PENGARUH PERS DALAM DUNIA POLITIK
A. LATAR BELAKANG
Media massa atau Pers adalah suatu istilah yang mulai
digunakan pada tahun 1920-an untuk mengistilahkan jenis media yang secara
khusus didesain untuk mencapai masyarakat yang sangat luas. Dalam pembicaraan
sehari-hari, istilah ini sering disingkat menjadi media. Masyarakat dengan
tingkat ekonomi rendah memiliki ketergantungan dan kebutuhan terhadap media
massa yang lebih tinggi daripada masyarakat dengan tingkat ekonomi tinggi
karena pilihan mereka yang terbatas. Masyarakat dengan tingkat ekonomi lebih
tinggi memiliki lebih banyak pilihan dan akses banyak media massa, termasuk
bertanya langsung pada sumber atau ahli dibandingkan mengandalkan informasi
yang mereka dapat dari media massa tertentu.

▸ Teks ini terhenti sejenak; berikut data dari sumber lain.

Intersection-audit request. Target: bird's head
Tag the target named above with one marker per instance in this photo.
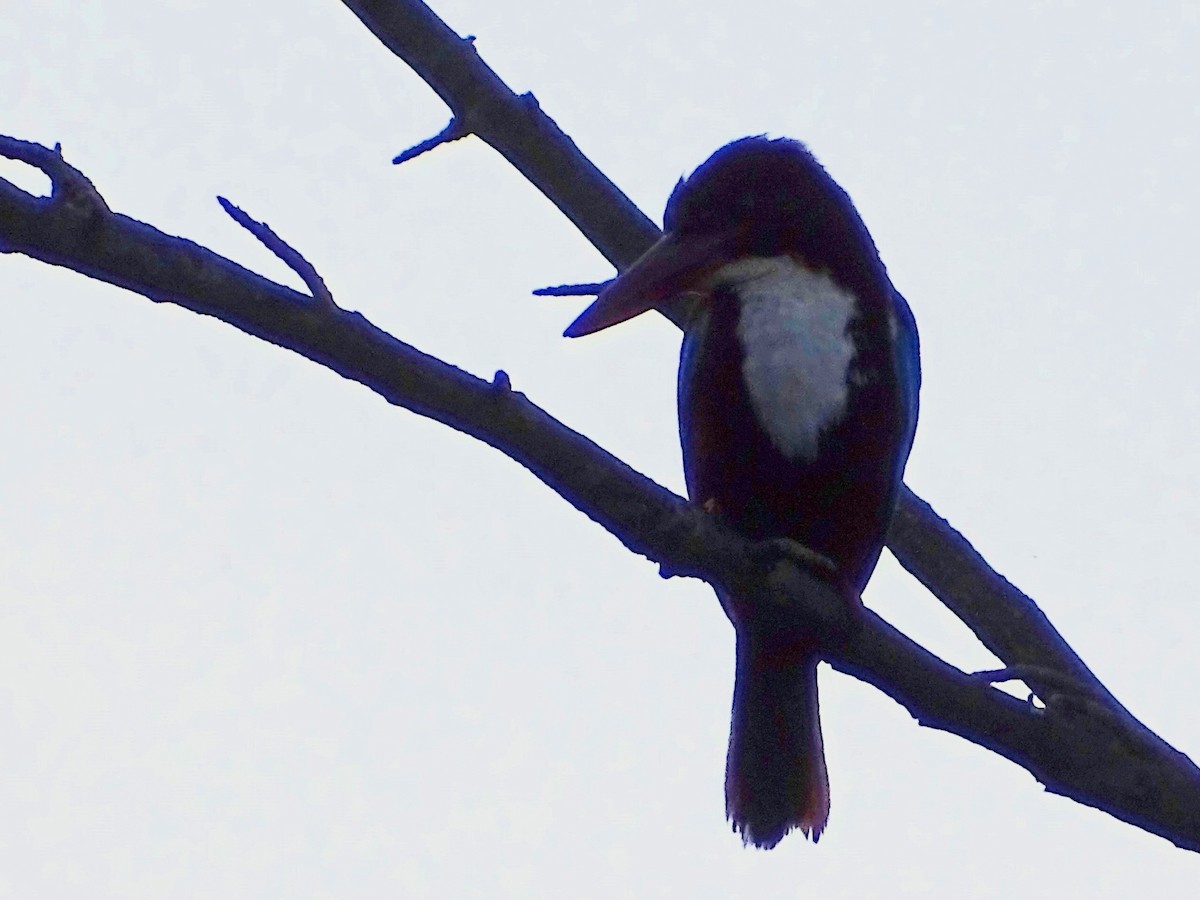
(751, 198)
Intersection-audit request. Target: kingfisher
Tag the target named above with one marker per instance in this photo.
(798, 384)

Seiring dengan berjalannya waktu dan perkembangan
teknologi dan sosial budaya, telah berkembang media-media lain yang kemudian
dikelompokkan ke dalam media massa seperti internet dan telepon selular.
Dalam jenis media ini terdapat ciri-ciri seperti:
1.
Sumber dapat mentransmisikan pesannya kepada
banyak penerima (melalui SMS atau internet misalnya)
2.
Isi pesan tidak hanya disediakan oleh lembaga
atau organisasi namun juga oleh individual
3.
Tidak ada perantara, interaksi terjadi pada
individu
4.
Komunikasi mengalir (berlangsung) ke dalam
5.
Penerima yang menentukan waktu interaksi
Dengan adanya
kebebasan media massa maka akhirnya mengalami pergeseran ke arah liberal pada
beberapa tahun belakangan ini. Ini merupakan kebebasan pers yang terdiri dari
dua jenis : Kebebasan Negatif dan Kebebasan Positif. Kebebasan negatif
merupakan kebebasan yang berkaitan dnegan masyarakat dimana media massa itu
hidup. Kebebasan yang dimaksud adalah kebebasan dari interfensi pihak luar
organisasi media massa yang berusaha mengendalikan, membatasi atau mengarahkan
media massa tersebut. Kebebasan positif merupakan kebebasan yang dimiliki media
massa secara organisasi dalam menentukan isi media. Hal ini berkaitan dengan
pengendalian yang dijalankan oleh pemilik media dan manajer media terhadap para
produser, penyunting serta kontrol yang dikenakan oleh para penyunting terhadap
karyawannya.
Kedua jenis
kebebasan tersebut, bila melihat kondisi media massa Indonesia saat ini pada
dasarnya bisa dikatakan telah diperoleh oleh media massa kita. Memang kebebasan
yang diperoleh pada kenyataannya tidak bersifat mutlak, dalam arti media massa
memiliki kebebasan positif dan kebebasan negatif yang kadarnya kadang-kadang
tinggi atau bisa dikatakan bebas yang bebas-sebebasnya tanpa kontrol
sedikitpun. Kemudian cakupan permasalahan suatu komunikasi politik di Indonesia
tidak hanya ditinjau dari segi ilmu politik, hubungan internasional,
pemerintahan dan administrasi negara saja, melainkan juga mencakup penilaian
terhadap budaya politik yang pada hakikatnya merupakan totalitas dari segala
sikap, tingkah laku, dan perbuatan manusia yang berkaitan dengan pendekatan
gatra politik suatu bangsa. Gatra politik adalah aspek-aspek kehidupan politik
dalam bermasyarakat yang mantab dengan dipengaruhi oleh kecerdasan dan
kesadaran politik.
Kemajuan
teknologi dunia telah mempercepat perluasan sistem politik yang berlaku
disetiap negara. Meningkatnya kemajuan teknologi informal juga akan mempersulit
perkembangan ideologi dan politik yang berlangsung dalam suatu negara.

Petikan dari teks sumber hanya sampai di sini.